My friend and political pontificator extraordinaire Jon Ralston is gonna need a chiropractor after all the contortions he’s going through to cover Gov. Brian Sandoval’s tax-hiking you-know-what these days.
In a Ralston Flash tweet this afternoon, Jon wrote: “Sandoval right on counties attempt to get money back: Let the courts decide.” He then linked to this full dissertation on how the governor was right seven weeks ago for NOT fighting lawsuits likely to be brought by local governments, but is also right now for fighting two similar lawsuits being brought by Clark and Washoe counties.
The difference, according to Jon, is that the governor raised taxes to make the other potential lawsuits go away, thus avoiding an end-of-session budget showdown. But now, there’s no budget deadline so, what the heck, let’s hash it out in court. In other words, it’s all about the timing, not the principle or legal argument.
Sorry, but that dog won’t hunt.
Gov. Sandoval was adamant back in June that the $62 million Supreme Court decision in the Clean Water Coalition case was, in his expert, experienced opinion, precedent-setting and that the state would lose additional court challenges to his budget proposal which essentially raided various local funds to fill his budget gap.
As such – and contrary to other legal opinions – the governor opted to raise taxes rather than fight those additional lawsuits. But now that $600 million worth of taxes have safely been hiked, the governor supports fighting local anti-raid lawsuits, on the argument that the raids involved in these particular suits took place before he took office and weren’t included in his budget. Here’s how Jon put it:
“But Sandoval was correct when he made the decision in May and he is right now, too. The governor did not interpret the high court decision; he took the safe course. Now, it’s up to the courts to actually rule on individual requests for money from the locals.

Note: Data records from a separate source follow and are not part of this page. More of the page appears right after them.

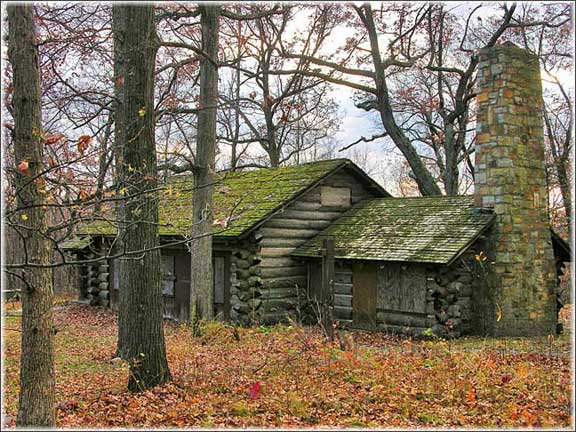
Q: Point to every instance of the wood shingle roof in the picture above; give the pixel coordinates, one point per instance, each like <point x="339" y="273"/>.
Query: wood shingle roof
<point x="423" y="229"/>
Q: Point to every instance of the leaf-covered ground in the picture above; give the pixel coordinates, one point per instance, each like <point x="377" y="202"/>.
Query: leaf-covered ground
<point x="287" y="376"/>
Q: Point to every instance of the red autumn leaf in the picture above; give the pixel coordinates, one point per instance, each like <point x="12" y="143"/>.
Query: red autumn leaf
<point x="255" y="390"/>
<point x="52" y="162"/>
<point x="506" y="379"/>
<point x="23" y="168"/>
<point x="83" y="142"/>
<point x="471" y="395"/>
<point x="53" y="139"/>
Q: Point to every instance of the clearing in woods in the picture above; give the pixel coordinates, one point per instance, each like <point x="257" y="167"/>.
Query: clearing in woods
<point x="288" y="376"/>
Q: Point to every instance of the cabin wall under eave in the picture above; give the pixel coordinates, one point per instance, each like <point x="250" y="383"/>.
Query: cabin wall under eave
<point x="284" y="279"/>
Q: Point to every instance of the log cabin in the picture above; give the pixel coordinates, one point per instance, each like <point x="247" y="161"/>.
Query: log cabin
<point x="487" y="263"/>
<point x="402" y="264"/>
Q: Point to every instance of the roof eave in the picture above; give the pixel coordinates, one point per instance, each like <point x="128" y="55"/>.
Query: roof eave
<point x="344" y="163"/>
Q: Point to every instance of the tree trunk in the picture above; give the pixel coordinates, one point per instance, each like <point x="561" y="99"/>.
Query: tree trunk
<point x="202" y="290"/>
<point x="118" y="32"/>
<point x="141" y="309"/>
<point x="37" y="394"/>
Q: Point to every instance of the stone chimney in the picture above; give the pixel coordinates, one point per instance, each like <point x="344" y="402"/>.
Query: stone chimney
<point x="510" y="178"/>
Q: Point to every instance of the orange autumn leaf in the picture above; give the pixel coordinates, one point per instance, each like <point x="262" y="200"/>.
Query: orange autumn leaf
<point x="83" y="142"/>
<point x="53" y="139"/>
<point x="471" y="395"/>
<point x="23" y="167"/>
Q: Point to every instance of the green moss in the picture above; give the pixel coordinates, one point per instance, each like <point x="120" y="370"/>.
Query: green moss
<point x="241" y="199"/>
<point x="425" y="229"/>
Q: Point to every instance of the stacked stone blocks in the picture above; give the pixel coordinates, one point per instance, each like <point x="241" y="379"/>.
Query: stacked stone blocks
<point x="510" y="178"/>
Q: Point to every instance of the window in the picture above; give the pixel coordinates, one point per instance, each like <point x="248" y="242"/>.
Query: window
<point x="335" y="196"/>
<point x="116" y="274"/>
<point x="168" y="275"/>
<point x="219" y="266"/>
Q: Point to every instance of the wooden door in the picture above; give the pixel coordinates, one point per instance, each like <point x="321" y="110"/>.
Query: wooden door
<point x="182" y="287"/>
<point x="364" y="294"/>
<point x="221" y="289"/>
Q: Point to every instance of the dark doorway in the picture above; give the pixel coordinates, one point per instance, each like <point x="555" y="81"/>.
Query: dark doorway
<point x="364" y="289"/>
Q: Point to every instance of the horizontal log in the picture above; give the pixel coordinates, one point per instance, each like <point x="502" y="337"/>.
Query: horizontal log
<point x="343" y="289"/>
<point x="413" y="331"/>
<point x="282" y="261"/>
<point x="282" y="282"/>
<point x="402" y="319"/>
<point x="283" y="222"/>
<point x="342" y="313"/>
<point x="289" y="233"/>
<point x="274" y="272"/>
<point x="286" y="304"/>
<point x="343" y="278"/>
<point x="274" y="252"/>
<point x="343" y="300"/>
<point x="279" y="293"/>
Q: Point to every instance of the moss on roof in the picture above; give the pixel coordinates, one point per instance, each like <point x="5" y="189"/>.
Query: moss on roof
<point x="424" y="229"/>
<point x="241" y="199"/>
<point x="76" y="243"/>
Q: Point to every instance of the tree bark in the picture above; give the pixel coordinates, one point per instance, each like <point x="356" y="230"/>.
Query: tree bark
<point x="202" y="289"/>
<point x="426" y="183"/>
<point x="141" y="308"/>
<point x="118" y="32"/>
<point x="37" y="382"/>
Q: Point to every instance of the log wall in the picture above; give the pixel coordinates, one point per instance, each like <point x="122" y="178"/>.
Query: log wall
<point x="283" y="278"/>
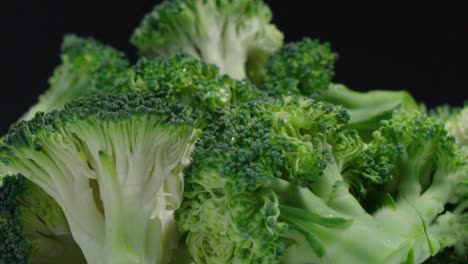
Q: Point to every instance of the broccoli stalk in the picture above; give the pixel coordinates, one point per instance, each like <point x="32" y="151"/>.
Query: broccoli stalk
<point x="114" y="164"/>
<point x="236" y="36"/>
<point x="86" y="65"/>
<point x="271" y="183"/>
<point x="33" y="227"/>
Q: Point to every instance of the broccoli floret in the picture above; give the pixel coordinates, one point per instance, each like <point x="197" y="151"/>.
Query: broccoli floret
<point x="457" y="125"/>
<point x="186" y="80"/>
<point x="308" y="65"/>
<point x="234" y="35"/>
<point x="270" y="183"/>
<point x="33" y="228"/>
<point x="114" y="165"/>
<point x="306" y="68"/>
<point x="86" y="65"/>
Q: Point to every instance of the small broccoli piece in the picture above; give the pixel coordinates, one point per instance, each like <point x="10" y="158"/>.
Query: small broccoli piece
<point x="236" y="36"/>
<point x="308" y="63"/>
<point x="114" y="164"/>
<point x="306" y="68"/>
<point x="33" y="228"/>
<point x="186" y="80"/>
<point x="428" y="175"/>
<point x="86" y="65"/>
<point x="273" y="181"/>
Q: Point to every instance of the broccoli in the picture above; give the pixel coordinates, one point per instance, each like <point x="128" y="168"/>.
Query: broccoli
<point x="198" y="84"/>
<point x="306" y="68"/>
<point x="456" y="123"/>
<point x="234" y="35"/>
<point x="114" y="163"/>
<point x="33" y="228"/>
<point x="271" y="182"/>
<point x="86" y="65"/>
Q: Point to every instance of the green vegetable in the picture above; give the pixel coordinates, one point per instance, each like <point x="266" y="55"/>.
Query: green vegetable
<point x="33" y="228"/>
<point x="86" y="65"/>
<point x="114" y="164"/>
<point x="306" y="68"/>
<point x="186" y="80"/>
<point x="235" y="35"/>
<point x="266" y="186"/>
<point x="221" y="145"/>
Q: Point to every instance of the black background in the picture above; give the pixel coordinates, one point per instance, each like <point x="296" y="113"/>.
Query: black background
<point x="417" y="45"/>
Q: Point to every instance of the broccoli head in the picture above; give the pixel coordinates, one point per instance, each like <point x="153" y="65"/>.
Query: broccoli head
<point x="33" y="228"/>
<point x="114" y="163"/>
<point x="187" y="80"/>
<point x="307" y="65"/>
<point x="273" y="181"/>
<point x="86" y="65"/>
<point x="236" y="36"/>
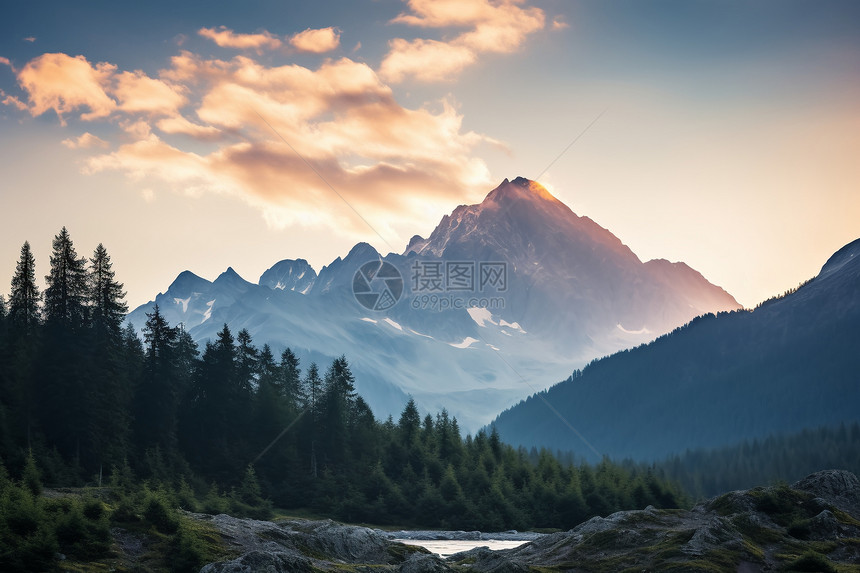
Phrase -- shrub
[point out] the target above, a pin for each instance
(158, 512)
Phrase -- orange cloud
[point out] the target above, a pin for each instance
(340, 116)
(226, 38)
(64, 84)
(558, 23)
(424, 60)
(179, 124)
(500, 26)
(137, 92)
(316, 41)
(85, 141)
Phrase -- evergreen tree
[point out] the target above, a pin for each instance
(66, 292)
(105, 294)
(24, 298)
(246, 362)
(155, 399)
(410, 423)
(291, 381)
(68, 414)
(313, 385)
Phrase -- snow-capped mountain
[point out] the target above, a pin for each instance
(504, 298)
(297, 275)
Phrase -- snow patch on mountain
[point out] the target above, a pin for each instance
(481, 316)
(467, 342)
(208, 313)
(392, 323)
(643, 330)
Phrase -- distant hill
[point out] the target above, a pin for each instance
(792, 363)
(572, 291)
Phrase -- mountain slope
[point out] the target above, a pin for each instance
(790, 364)
(571, 291)
(574, 281)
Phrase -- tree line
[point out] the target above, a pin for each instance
(82, 393)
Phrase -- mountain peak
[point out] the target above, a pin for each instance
(187, 281)
(229, 276)
(520, 189)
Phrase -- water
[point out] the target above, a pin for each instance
(446, 547)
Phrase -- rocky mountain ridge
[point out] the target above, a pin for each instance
(565, 291)
(813, 525)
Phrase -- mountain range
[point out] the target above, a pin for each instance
(503, 298)
(792, 363)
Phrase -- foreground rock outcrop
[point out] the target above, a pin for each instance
(813, 525)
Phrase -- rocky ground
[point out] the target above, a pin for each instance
(813, 525)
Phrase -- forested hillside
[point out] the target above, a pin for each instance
(91, 400)
(792, 363)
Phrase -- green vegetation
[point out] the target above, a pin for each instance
(233, 428)
(35, 529)
(788, 457)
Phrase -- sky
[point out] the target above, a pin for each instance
(201, 135)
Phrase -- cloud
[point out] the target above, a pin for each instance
(558, 23)
(13, 101)
(500, 26)
(424, 60)
(226, 38)
(262, 125)
(340, 117)
(137, 92)
(180, 124)
(316, 41)
(64, 84)
(86, 141)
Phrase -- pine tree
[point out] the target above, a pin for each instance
(410, 423)
(105, 294)
(24, 299)
(66, 292)
(246, 362)
(155, 399)
(291, 381)
(313, 385)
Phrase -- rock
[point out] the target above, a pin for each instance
(262, 562)
(756, 530)
(424, 563)
(717, 532)
(839, 488)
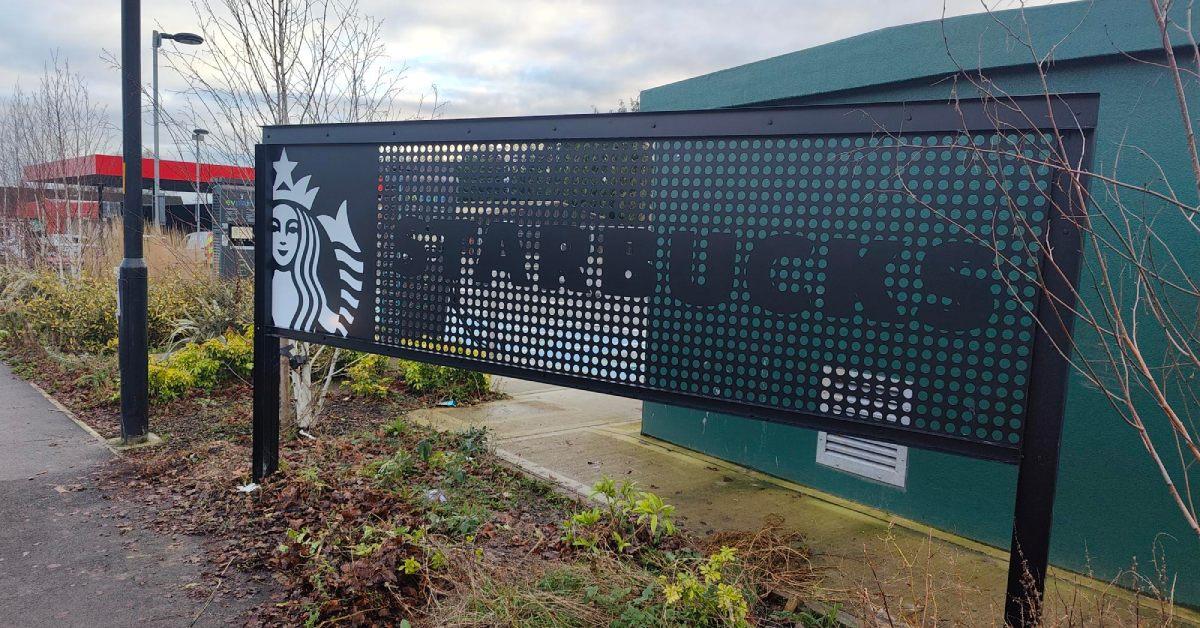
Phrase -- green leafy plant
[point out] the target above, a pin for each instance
(630, 518)
(394, 471)
(652, 510)
(701, 593)
(453, 383)
(168, 383)
(369, 377)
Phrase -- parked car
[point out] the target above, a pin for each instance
(63, 247)
(198, 245)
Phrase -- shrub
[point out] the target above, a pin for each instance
(196, 362)
(168, 383)
(454, 383)
(73, 315)
(201, 366)
(369, 376)
(235, 352)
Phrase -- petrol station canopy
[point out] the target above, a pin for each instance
(106, 171)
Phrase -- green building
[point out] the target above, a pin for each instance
(1113, 507)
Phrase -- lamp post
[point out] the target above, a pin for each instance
(198, 136)
(131, 282)
(191, 39)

“Governors and Legislatures long before Sandoval became governor have caused this problem with their reckless and cowardly pilfering practices. But to sanction going back in time and refunding money – rather than letting the legal process play out – would be irresponsible.”
Thin. Very thin.
No matter how you try to slice it, spin it or excuse it, the governor is trying to have it both ways. He was, very simply, against fighting the local government lawsuits before he was for them. It’s hypocritical. It’s inconsistent. Plain and simple.
If the governor thought the lawsuits could have been won, he should have fought all of them rather than cave in at the end of the legislative session. If not, then he shouldn’t be fighting these two.
All of which has nothing to do with the true conservative objection to how this whole matter played out. I, and other conservatives, disagreed with the governor’s interpretation of the potential precedent-setting impact of the Clean Water Coalition decision, but we were happy to defer to the governor’s assessment.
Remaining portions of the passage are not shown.